In this paper, a survey of efforts in database developments for Hindi language has been performed. It discusses some core linguistic resources of Hindi language, available through various resources developed for usage in text-to-speech synthesis and speech recognition technology. Despite the fact that there are tremendous challenges for building resources according to the global standards, there is immense potential for the development of language resources and technologies in India. If one needs to record his own database, he needs recording equipment (the higher quality, the better). A proper recording studio is ideal, though may not be available for everyone. A cheap microphone stuck on the back of a standard PC is not ideal. A high-quality sound board, close-talking and high-quality microphone and a nearly soundproof recording environment will often be the compromise between these two extremes. The high cost of recording process limits the ability of the technology providers to produce more than a few voices in a particular language. A solution to this problem has been conducted to separate the speech synthesizer from the inventory that defines the synthesizers’ voices. Therefore, selection of the inventory of the recordings must be designed to provide good coverage of phonetics and phonation of the selected language, using analysis on available text corpora, mainly newspaper text, books etc for unrestricted TTS. For a restricted domain, domain adaptation is done at speech inventory level. By selecting an inventory with carefully-selected sentences of a restricted domain, such as banking, health care, security, travel sector and others, a very high quality can be achieved for sentences in that domain.

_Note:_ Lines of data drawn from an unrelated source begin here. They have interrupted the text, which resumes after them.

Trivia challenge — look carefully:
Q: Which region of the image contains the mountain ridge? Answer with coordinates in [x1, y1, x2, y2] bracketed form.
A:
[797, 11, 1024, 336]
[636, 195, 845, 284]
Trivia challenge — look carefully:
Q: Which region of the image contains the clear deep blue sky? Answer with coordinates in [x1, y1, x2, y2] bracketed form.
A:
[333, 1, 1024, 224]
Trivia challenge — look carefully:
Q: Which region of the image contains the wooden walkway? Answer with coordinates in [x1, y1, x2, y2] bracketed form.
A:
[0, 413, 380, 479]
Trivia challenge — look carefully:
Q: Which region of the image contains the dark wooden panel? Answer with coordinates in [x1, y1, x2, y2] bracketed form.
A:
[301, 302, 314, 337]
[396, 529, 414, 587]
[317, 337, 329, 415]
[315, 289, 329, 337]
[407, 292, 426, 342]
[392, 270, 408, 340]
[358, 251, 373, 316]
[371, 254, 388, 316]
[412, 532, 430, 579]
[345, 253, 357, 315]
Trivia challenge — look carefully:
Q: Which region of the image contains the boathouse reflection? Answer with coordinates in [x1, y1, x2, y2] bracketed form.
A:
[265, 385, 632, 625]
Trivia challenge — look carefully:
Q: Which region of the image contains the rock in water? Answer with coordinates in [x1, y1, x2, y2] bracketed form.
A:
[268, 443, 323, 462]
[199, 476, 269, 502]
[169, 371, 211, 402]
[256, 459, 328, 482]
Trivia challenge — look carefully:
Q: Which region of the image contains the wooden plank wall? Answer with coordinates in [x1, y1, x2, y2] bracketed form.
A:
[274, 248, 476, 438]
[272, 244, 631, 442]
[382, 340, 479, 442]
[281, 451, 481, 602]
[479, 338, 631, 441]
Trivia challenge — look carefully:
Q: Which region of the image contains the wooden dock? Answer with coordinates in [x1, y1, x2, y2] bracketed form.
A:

It is suggested that the recordings from various resources can be grouped into application domains that can be combined to generate inventories which can be integrated with speech synthesizers to develop TTS and speech recognition applications. Unfortunately, many of the existing corpora or resources lack features that are strongly desirable for their uses in the scientific context. These shortcomings include problems with availability (in some cases the use of very specific interfaces is required), high costs or strict licenses that permit reuse and data aggregation. This paper identifies the distribution constraints, a challenge for open distribution, which needs to be addressed. As some of these problems can't be removed such as that of copyright, it would be beneficial to have more resources available electronically that can be used with fewer restrictions. This shall enable the participation of a larger group of institutions (within and outside of India) and the industry, as well as in research and development towards building speech systems in Hindi language.